The ultimate and most intellectually sophisticated version of this overcoming was surely Derrida’s “deconstruction” of what he calls presence, the fiction of the immediacy of the connection between speech and the speaker’s mind or intention which, in Derrida’s usage, derived from his interpretation of Husserl in La voix et le phénomène, founded the logocentric guarantee furnished by the speaker to his words, as opposed, in Plato’s terms in the Phaedrus, to his “absence” from a written text. As Derrida points out, all use of language is “writing” (écriture) in the sense, precisely, that it is deferred/differed from any immediate (i.e., instinctive, necessary) transmission of the speaker’s “will” or intention.
I think this point has been sufficiently dealt with in my analyses of la différance in terms of the originary hypothesis (e.g., Chronicle 631). My central point is that la différance is precisely what characterizes language as such, in opposition to “reflex” or “instinct.” If the myth of metaphysics may indeed be described as the myth of the “presence” of language in speech, the reduction of all language to écriture corresponds, as I have pointed out, to the insertion of a Sartrian néant between the subject and the object of his “intention” in the phenomenological sense, which, in contrast to the myth of “presence,” is a minimal anthropological description of the human, as opposed to the prehuman, relationship to the world.

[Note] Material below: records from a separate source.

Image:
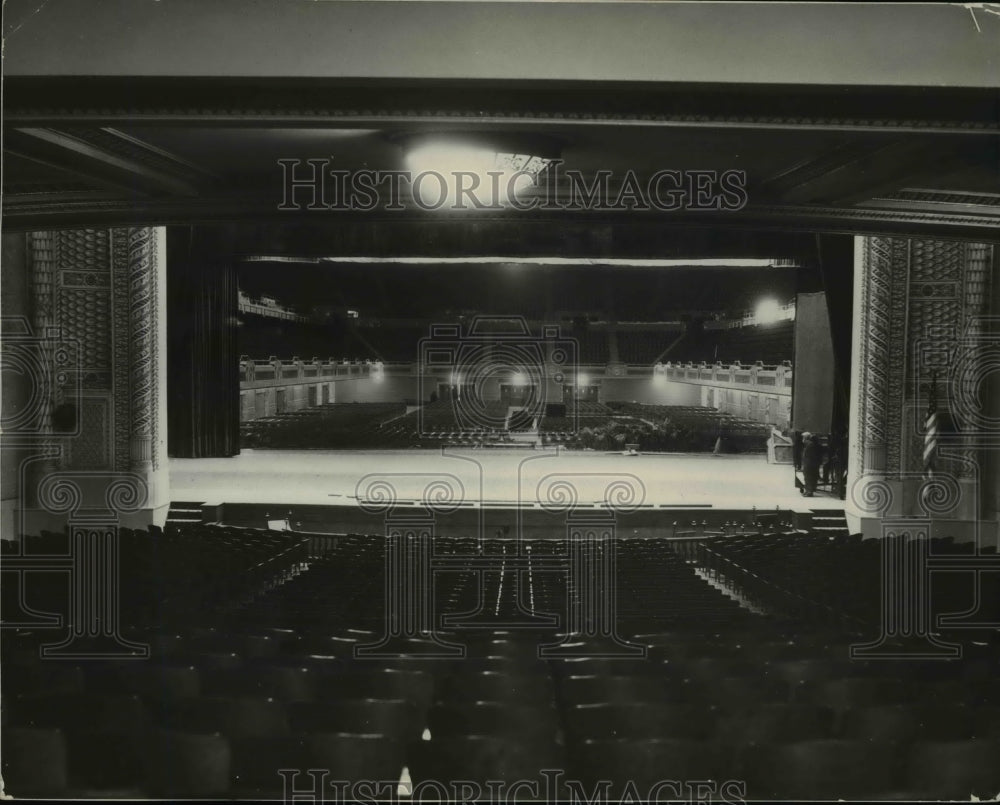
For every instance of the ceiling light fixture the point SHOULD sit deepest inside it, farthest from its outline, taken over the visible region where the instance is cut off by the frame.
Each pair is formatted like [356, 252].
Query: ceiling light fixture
[472, 171]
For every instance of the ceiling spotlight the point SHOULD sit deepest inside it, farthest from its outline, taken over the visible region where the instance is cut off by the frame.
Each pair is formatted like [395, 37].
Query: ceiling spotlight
[464, 172]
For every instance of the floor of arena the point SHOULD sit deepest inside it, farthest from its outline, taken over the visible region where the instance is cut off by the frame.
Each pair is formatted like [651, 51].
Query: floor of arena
[490, 476]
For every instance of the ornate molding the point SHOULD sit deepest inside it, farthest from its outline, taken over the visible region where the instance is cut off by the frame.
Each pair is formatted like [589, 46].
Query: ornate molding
[142, 345]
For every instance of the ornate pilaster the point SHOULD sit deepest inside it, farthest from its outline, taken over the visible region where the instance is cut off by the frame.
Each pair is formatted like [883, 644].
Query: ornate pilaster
[143, 369]
[875, 321]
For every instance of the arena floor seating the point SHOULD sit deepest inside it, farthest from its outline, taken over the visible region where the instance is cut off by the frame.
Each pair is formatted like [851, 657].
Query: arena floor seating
[253, 671]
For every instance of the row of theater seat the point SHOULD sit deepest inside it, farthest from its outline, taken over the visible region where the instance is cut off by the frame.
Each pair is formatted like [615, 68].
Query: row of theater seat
[770, 705]
[806, 571]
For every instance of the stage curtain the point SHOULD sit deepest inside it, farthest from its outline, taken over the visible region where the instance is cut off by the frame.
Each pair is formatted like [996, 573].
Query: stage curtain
[203, 360]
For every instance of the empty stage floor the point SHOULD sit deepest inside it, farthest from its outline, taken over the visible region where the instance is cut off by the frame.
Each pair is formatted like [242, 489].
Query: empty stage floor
[491, 476]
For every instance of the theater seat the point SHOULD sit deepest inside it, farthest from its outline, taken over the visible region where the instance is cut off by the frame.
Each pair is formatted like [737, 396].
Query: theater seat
[354, 757]
[256, 763]
[493, 718]
[644, 720]
[481, 758]
[824, 769]
[177, 764]
[396, 718]
[954, 770]
[232, 717]
[646, 763]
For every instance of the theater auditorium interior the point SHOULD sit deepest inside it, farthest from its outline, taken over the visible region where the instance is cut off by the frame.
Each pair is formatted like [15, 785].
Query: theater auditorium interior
[671, 470]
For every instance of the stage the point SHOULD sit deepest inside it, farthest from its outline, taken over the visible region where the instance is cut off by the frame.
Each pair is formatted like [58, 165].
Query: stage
[653, 490]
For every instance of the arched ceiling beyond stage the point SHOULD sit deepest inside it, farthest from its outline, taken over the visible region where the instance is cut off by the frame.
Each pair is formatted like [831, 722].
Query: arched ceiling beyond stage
[841, 118]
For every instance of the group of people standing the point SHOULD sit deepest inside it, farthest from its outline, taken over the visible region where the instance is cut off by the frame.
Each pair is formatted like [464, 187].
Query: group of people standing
[819, 461]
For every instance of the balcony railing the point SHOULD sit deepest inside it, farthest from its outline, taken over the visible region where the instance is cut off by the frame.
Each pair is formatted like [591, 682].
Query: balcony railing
[732, 374]
[274, 370]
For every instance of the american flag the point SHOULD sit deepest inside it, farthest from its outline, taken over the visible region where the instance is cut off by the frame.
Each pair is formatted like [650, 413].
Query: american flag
[931, 429]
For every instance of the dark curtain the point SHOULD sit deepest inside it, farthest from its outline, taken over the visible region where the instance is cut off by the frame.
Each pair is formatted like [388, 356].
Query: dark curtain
[203, 360]
[835, 255]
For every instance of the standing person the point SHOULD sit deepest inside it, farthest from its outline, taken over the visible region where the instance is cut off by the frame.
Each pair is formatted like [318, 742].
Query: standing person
[812, 459]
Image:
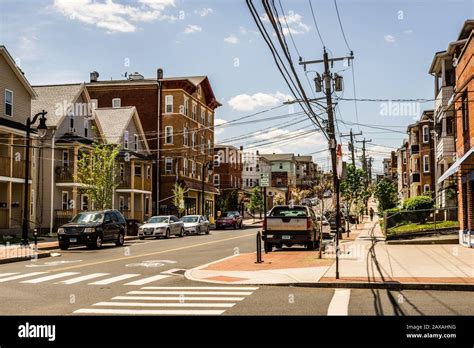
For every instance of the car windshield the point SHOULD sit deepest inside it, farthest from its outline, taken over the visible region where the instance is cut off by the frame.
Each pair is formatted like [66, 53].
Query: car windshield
[158, 219]
[87, 218]
[190, 218]
[288, 212]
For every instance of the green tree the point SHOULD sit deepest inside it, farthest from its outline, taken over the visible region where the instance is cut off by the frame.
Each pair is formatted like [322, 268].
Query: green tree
[178, 198]
[386, 194]
[97, 172]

There will surely be additions and changes to this outline, but even as is, it offers the promise of better integrating the history of philosophical thought into the paradigm of originary thinking. Such a program can only help advance GA’s quasi-Hegelian ambition to transcend the previous separation between metaphysics/philosophy and empirical science, while hopefully providing new insights into the horrors and glories of modern history.